3.2.2.[appellanten] hebben hieraan het volgende ten grondslag gelegd.
[appellanten] stellen zich primair op het standpunt dat geen sprake is van een executoriale titel. Door betaling door de gemeente van het volledige bedrag van de (restant)vordering van HvO op [appellanten] is de primaire vordering tenietgegaan en heeft de gemeente als gevolg hiervan een zelfstandige regresvordering op [appellanten] verkregen. Dit betekent dat, alvorens executiemaatregelen kunnen worden genomen, eerst een executoriale titel moet worden verkregen op grond van artikel 430 Rv. Nu deze ontbreekt, dient de gemeente zich te onthouden van executiemaatregelen.

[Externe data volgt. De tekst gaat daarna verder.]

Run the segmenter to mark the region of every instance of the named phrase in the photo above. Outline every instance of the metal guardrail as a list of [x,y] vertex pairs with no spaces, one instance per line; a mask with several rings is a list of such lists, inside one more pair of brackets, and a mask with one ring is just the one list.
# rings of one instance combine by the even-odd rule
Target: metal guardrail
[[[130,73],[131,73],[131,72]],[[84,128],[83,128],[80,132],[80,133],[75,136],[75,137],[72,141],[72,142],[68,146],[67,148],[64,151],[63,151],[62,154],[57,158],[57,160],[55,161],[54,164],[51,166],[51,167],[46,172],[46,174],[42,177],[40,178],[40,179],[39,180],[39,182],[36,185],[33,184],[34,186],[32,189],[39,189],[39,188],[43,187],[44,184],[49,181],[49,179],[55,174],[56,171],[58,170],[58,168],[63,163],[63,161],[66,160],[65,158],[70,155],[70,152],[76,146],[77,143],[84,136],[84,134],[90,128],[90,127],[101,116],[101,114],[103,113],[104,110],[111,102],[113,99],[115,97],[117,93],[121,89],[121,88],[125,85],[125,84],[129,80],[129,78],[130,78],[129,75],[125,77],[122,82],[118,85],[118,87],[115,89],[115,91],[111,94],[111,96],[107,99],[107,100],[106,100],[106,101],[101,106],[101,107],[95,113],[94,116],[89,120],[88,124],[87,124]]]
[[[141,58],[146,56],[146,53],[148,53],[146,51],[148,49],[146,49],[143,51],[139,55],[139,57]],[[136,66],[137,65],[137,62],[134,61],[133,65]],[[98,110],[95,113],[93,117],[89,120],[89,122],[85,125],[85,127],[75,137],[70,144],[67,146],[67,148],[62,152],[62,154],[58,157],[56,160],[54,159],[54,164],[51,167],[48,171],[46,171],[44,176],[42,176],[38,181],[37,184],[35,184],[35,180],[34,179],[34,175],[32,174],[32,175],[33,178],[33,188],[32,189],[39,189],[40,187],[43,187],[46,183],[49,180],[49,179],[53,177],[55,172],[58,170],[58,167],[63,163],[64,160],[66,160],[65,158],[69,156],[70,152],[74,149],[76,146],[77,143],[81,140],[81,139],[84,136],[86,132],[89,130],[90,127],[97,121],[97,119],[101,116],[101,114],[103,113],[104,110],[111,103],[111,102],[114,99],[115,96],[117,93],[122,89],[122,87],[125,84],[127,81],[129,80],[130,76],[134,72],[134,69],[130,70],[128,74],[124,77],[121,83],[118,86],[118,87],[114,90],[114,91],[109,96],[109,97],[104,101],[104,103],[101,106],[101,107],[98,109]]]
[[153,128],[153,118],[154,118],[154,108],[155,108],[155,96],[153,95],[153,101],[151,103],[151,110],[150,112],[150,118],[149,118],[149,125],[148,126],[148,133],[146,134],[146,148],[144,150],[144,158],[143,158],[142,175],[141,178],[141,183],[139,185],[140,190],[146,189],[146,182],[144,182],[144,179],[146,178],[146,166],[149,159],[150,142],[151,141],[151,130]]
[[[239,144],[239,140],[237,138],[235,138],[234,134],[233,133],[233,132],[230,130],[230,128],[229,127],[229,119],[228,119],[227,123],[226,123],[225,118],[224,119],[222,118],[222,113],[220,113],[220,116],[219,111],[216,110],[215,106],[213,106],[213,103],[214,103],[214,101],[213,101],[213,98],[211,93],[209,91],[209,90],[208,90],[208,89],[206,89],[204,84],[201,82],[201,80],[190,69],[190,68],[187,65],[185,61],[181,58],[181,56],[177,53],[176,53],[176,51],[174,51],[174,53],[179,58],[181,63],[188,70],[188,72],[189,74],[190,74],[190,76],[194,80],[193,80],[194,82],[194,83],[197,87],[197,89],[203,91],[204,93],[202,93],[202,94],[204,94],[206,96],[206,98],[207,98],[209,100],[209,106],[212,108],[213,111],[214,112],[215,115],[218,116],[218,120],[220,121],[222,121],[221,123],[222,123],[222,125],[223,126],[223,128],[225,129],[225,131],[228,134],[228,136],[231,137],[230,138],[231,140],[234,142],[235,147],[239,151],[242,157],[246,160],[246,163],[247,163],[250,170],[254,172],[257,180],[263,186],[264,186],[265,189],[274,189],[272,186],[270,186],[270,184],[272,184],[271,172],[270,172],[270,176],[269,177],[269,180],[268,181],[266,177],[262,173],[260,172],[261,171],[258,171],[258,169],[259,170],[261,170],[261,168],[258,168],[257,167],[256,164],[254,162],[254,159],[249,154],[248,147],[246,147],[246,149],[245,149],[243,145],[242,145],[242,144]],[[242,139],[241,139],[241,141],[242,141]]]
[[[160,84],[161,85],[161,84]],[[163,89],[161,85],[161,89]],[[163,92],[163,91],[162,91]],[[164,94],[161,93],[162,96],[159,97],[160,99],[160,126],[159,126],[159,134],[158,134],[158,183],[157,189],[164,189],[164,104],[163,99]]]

Subsidiair stellen [appellanten] dat de vordering in de hypotheekakte en de overeenkomsten van borgtocht onvoldoende is bepaald, zodat de grosse van de hypotheekakte niet kan dienen ter executie van de vordering. In de hypotheekakte wordt immers niet verwezen noch melding gemaakt van de overeenkomsten van borgtocht. De overeenkomsten van borgtocht zijn onderhandse akten als bedoeld in artikel 156, lid 3 Rv, zodat daaraan ook zelfstandig geen executoriale kracht toekomt. Voorts is de vordering niet voldoende concreet omschreven in de hypotheekakte, zodat ook hierom geen sprake is van een executoriale titel.
Door wel over te gaan tot het nemen van executiemaatregelen maakt de gemeente bovendien misbruik van haar executiebevoegdheid, aldus [appellanten]
3.2.3.In het bestreden vonnis heeft de rechtbank de vorderingen van [appellanten] afgewezen en [appellanten] in de proceskosten veroordeeld.